The Micro: Oxford Neuroscience Meets Silicon Valley Speed
Exin Therapeutics, from Y Combinator’s Winter 2025 batch, is building an AI drug discovery platform focused specifically on neurotherapeutics. Their approach uses multimodal AI models combined with high-throughput mouse studies to identify drug candidates that target neural circuits rather than individual molecular targets.
The founding team is three Oxford-trained neuroscientists, which is a concentration of domain expertise you rarely see in a YC-backed startup. Gabriel Ocana Santero, founder, holds a PhD in Pharmacology from Oxford with expertise in gene therapy and what the field calls neuroAI. Ivan Lazarte, founder, has a DPhil in Physiology, Anatomy, and Genetics from Oxford with additional training in physics. Marko Tvrdic, co-founder and COO, is also Oxford-trained with a background in developmental and systems neuroscience. Three founders, all from the same university, all with deep neuroscience credentials. That’s either a dream team or an echo chamber, and in biotech, domain depth tends to win.
The company is based in San Francisco with Jared Friedman as their YC partner, which is worth noting because Friedman typically works with technically ambitious companies.
Their platform differentiators, as described on the website, include multi-target effects (hitting multiple relevant pathways simultaneously), highly localized action (affecting specific brain regions rather than the whole organ), genetic background agnosticism (working regardless of patient genetics), and therapeutic modality independence (not locked into one type of drug). Those are ambitious claims, and each one addresses a specific failure mode in traditional neuro drug development.
The website is functional but light on pipeline specifics. There’s a Science section, a Team page, and a Blog, but detailed information about specific drug candidates or development timelines isn’t publicly available. That’s normal for a pre-clinical biotech company. Sharing too much too early in this space invites competitive problems without providing corresponding benefits.
Contact is through [email protected], which is refreshingly direct for a biotech company.
The Verdict
This is the kind of company that either produces something transformative or runs out of money trying. Neuro drug development is expensive, slow, and littered with the remains of well-funded companies that couldn’t translate promising early results into clinical success. YC’s backing helps with speed and connections, but the timelines in biotech are fundamentally different from software.
At 30 days, I’d want to understand the AI platform architecture in more detail. “Multimodal AI for drug discovery” describes half the biotech startups founded since 2023. The differentiator has to be in the specifics of how their models integrate with the mouse study data.
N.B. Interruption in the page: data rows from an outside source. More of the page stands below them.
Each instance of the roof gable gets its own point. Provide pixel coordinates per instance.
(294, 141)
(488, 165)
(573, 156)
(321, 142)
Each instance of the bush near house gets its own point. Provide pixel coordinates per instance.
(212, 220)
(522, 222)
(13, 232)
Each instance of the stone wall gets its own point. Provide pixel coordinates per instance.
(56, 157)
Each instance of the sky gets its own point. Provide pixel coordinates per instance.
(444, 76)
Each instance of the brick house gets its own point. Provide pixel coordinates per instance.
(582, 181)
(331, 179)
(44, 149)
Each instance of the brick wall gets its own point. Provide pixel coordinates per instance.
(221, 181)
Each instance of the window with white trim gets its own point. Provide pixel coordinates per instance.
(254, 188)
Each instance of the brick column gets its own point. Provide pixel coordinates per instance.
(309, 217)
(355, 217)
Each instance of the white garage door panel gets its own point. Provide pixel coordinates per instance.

At 60 days, the question is preclinical validation. Has the platform identified candidates that show activity in animal models? Computational predictions without wet lab validation are hypotheses, not drugs.
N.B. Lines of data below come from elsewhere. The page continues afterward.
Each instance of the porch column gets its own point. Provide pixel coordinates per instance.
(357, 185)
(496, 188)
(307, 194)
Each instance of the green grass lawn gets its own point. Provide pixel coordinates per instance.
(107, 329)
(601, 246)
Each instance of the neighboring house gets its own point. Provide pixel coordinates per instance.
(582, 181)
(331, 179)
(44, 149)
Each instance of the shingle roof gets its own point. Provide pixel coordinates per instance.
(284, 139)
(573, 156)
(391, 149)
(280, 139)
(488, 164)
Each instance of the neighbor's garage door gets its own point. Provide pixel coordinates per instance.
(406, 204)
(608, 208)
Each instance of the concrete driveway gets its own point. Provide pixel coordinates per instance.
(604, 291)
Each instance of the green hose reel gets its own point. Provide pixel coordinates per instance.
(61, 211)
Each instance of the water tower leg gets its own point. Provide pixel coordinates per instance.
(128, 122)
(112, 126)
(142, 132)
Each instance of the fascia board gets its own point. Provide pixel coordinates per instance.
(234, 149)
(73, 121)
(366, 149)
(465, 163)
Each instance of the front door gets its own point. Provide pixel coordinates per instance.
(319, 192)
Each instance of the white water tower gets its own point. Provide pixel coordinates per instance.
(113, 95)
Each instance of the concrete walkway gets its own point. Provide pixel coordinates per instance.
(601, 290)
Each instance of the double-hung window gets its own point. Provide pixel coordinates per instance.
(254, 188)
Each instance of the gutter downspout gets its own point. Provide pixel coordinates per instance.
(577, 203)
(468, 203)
At 90 days, I’d be watching for partnerships or grants. A three-person team can build the computational platform, but drug development requires resources that extend well beyond what a seed round covers. Strategic partnerships with academic medical centers or pharmaceutical companies would signal that the science is being taken seriously by people who evaluate neuro drug programs for a living.
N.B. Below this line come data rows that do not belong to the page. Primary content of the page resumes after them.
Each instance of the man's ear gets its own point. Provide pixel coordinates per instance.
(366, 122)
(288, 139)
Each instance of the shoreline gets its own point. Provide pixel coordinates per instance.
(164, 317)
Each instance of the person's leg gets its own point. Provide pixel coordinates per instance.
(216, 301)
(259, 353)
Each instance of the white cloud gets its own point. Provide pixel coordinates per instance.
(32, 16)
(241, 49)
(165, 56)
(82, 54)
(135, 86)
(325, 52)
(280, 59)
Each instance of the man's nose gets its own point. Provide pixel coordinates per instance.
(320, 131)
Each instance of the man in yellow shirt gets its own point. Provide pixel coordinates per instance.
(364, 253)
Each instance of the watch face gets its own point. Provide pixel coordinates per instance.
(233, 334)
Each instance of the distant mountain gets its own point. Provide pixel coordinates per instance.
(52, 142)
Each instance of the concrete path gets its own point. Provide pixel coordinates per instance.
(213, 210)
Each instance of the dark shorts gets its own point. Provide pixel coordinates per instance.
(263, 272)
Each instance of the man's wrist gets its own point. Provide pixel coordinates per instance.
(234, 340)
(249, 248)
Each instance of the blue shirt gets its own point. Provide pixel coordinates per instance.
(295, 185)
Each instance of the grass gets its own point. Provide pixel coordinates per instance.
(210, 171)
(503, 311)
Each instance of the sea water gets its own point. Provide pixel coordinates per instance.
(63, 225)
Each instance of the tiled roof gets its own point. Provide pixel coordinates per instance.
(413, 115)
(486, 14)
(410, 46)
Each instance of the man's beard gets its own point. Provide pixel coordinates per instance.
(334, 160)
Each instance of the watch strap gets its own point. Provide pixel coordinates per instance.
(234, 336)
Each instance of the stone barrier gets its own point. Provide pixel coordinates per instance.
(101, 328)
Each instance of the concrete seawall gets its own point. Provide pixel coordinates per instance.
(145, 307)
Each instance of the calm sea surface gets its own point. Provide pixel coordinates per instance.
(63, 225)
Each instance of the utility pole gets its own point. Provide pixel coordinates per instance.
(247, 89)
The strongest thing Exin has going for it is specificity. Rather than building a general-purpose AI drug discovery platform and hoping something sticks, they’ve chosen the hardest organ in the body and said “this is where we’re going to work.” In a field where most failure comes from trying to do too much, that focus is itself a strategy.
I don’t pretend to evaluate the science. But I can evaluate the structure: deep domain expertise, a focused thesis, a hard problem that incumbents haven’t solved, and a technological moment that makes new approaches possible. That combination is worth watching closely.